Czwartkowy wieczór, 4 grudnia, należał do twórców filmu „Dziki”, ale to nie tylko projekcja budziła emocje. Leszek Lichota, 48-letni artysta, pojawił się na wydarzeniu w Warszawie z Katarzyną Baran. Byli nierozłączni niemal przez cały wieczór. Trzymali się za ręce, uśmiechali się do obiektywów, nie unikając medialnego zainteresowania. To pierwsze publiczne wyjście pary, które natychmiast wywołało lawinę spekulacji.
Kim jest nowa partnerka Leszka Lichoty?
Katarzyna Baran to stylistka i kostiumografka znana widzom m.in. z programu „Związki z modą” emitowanego na antenie TVN Style.

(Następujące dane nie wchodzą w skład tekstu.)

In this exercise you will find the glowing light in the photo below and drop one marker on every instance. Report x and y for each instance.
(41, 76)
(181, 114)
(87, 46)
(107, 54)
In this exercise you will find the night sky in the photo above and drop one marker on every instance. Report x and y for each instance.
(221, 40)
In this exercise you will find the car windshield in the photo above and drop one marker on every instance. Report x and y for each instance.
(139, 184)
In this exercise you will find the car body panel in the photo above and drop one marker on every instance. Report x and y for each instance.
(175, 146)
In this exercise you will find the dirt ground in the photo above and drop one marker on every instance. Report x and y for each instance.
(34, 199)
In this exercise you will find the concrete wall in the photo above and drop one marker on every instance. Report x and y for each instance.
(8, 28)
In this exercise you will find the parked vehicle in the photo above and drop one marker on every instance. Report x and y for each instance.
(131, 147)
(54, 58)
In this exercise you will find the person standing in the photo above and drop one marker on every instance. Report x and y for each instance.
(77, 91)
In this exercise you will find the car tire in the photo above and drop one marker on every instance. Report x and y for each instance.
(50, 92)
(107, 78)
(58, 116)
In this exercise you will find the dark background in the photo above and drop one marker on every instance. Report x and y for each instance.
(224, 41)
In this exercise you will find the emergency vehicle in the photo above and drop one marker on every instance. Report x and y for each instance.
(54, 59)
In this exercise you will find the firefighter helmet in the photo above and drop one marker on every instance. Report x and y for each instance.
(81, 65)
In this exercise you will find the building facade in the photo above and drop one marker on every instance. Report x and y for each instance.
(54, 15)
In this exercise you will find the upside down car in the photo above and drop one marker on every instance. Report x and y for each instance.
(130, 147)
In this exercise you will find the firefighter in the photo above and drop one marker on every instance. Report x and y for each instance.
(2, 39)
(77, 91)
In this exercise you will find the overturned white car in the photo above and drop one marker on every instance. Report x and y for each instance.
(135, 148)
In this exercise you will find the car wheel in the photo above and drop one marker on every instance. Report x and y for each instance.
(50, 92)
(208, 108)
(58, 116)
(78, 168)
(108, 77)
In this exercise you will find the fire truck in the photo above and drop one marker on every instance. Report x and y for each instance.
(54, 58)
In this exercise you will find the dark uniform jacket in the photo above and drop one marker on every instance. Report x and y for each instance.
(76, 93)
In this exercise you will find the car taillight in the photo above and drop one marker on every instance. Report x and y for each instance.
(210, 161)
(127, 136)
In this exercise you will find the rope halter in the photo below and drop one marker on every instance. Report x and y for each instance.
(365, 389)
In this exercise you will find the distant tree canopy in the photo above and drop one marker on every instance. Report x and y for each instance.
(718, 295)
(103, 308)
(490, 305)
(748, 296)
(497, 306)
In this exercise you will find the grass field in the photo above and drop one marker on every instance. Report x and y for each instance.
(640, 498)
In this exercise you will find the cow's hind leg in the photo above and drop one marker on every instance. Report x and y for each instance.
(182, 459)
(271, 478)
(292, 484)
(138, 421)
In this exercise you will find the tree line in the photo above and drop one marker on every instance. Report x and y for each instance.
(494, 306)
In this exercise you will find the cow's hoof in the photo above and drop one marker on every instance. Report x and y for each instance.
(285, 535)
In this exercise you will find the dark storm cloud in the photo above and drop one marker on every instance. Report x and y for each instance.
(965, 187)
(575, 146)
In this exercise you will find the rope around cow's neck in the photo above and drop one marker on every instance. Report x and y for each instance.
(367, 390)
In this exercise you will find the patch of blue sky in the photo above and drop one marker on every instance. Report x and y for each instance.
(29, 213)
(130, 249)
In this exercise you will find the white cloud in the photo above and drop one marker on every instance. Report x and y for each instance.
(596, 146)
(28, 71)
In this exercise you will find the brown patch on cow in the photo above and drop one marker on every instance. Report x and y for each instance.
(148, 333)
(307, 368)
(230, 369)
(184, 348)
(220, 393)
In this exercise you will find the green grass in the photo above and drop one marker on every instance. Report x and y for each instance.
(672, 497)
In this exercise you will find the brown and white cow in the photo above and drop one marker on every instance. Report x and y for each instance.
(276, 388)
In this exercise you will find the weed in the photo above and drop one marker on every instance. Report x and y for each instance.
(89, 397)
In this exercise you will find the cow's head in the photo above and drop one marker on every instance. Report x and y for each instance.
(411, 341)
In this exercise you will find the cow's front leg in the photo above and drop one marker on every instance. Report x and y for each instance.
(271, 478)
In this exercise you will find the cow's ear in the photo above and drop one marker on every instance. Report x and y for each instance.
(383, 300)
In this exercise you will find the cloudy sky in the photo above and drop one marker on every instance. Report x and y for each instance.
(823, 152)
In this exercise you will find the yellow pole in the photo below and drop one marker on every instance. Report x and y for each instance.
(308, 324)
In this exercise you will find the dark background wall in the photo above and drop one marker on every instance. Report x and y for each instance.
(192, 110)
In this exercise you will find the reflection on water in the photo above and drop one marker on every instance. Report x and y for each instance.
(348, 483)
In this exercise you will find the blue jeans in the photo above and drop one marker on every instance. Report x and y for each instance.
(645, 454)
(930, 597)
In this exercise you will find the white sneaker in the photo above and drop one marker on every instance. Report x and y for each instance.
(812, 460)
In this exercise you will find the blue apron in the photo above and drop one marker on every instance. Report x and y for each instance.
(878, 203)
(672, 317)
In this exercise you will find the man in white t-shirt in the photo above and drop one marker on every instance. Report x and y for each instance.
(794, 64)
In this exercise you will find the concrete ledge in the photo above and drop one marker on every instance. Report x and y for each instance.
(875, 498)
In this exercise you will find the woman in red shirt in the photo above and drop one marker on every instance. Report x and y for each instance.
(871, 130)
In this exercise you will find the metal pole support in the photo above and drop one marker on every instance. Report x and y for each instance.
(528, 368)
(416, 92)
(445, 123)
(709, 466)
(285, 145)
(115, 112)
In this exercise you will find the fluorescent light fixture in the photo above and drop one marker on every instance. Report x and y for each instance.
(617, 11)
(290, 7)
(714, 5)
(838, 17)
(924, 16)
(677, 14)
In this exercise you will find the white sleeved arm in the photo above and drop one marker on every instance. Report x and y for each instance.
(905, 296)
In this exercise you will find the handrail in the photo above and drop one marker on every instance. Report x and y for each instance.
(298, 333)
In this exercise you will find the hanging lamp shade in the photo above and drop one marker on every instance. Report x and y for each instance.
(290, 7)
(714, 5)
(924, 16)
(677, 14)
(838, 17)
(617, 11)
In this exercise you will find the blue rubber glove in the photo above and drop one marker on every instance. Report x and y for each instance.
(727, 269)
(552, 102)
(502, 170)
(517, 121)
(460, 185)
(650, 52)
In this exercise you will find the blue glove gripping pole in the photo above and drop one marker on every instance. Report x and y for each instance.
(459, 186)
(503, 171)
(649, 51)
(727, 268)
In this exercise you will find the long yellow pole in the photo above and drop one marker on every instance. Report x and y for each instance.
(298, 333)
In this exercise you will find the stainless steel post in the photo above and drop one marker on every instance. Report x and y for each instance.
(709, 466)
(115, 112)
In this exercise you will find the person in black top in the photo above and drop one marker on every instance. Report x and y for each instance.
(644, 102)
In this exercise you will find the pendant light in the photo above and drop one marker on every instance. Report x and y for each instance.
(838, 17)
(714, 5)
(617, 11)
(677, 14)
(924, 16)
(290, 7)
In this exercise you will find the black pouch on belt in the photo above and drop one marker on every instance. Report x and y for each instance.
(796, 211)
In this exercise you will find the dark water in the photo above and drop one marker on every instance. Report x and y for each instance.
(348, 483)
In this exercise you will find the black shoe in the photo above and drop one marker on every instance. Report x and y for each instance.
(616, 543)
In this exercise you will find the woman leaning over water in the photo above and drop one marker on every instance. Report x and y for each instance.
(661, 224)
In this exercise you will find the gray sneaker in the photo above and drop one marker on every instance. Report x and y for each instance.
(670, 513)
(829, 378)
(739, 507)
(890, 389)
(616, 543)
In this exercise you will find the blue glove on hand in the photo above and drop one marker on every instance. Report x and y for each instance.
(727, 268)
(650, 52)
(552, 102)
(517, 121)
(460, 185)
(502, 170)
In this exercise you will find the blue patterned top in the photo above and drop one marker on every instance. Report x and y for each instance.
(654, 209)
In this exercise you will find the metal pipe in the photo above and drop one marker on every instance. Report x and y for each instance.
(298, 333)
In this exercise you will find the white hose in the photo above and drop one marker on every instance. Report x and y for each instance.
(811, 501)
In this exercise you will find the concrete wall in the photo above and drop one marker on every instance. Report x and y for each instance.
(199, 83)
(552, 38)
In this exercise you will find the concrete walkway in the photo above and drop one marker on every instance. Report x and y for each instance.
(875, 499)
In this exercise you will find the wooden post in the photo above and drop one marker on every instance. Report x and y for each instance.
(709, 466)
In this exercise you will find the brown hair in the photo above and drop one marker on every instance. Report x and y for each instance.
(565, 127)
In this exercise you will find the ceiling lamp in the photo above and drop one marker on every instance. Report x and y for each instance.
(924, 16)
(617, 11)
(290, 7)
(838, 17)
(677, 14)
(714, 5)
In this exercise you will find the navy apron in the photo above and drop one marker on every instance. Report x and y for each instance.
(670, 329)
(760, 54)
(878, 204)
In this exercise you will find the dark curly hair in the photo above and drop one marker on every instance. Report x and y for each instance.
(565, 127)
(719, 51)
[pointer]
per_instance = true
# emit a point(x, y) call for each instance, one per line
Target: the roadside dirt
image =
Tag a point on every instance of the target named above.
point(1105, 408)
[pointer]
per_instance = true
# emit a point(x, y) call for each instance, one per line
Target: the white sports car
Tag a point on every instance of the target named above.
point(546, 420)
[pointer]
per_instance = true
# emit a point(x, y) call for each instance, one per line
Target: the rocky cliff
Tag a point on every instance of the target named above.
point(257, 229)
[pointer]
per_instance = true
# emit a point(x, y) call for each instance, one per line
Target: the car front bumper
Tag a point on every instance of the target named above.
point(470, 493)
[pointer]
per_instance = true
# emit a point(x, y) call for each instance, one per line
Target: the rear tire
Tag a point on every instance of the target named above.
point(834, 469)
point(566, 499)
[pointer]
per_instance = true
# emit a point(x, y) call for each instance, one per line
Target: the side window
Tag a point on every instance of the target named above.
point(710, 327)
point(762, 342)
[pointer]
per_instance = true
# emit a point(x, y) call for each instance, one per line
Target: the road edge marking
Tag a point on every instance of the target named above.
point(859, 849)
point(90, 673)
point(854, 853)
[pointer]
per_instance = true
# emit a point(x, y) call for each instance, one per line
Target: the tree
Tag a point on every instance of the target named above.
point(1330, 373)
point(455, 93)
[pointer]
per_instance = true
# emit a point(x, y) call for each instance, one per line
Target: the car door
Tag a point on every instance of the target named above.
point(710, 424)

Jej pojawienie się u boku Lichoty wzbudziło szczególne zainteresowanie, zwłaszcza że jeszcze niedawno aktor był związany z Iloną Wrońską, z którą tworzył wieloletni związek.
Leszek Lichota o nowym związku
Choć ulubieniec publiczności znany jest z unikania rozmów o życiu prywatnym, teraz zdecydował się na krótki komentarz w „Pytaniu na śniadanie”. Zapytany o swoją nową partnerkę, odpowiedział z charakterystycznym spokojem: „Każdy chyba potrzebuje szczęścia i wsparcia od bliskich i o to szczęście trzeba dbać i je kreować. Nie bardzo mam potrzebę komentowania mojego życia prywatnego na forum. Powiem tylko, że jest to dowód na to, że życie bywa zaskakujące i nieprzewidywalne również dla nas”, wyjaśnił.
Choć jego wypowiedź nie zdradza zbyt wiele, wyraźnie widać, że aktor odnajduje nowy rozdział w życiu z uśmiechem i otwartością na to, co przynosi los.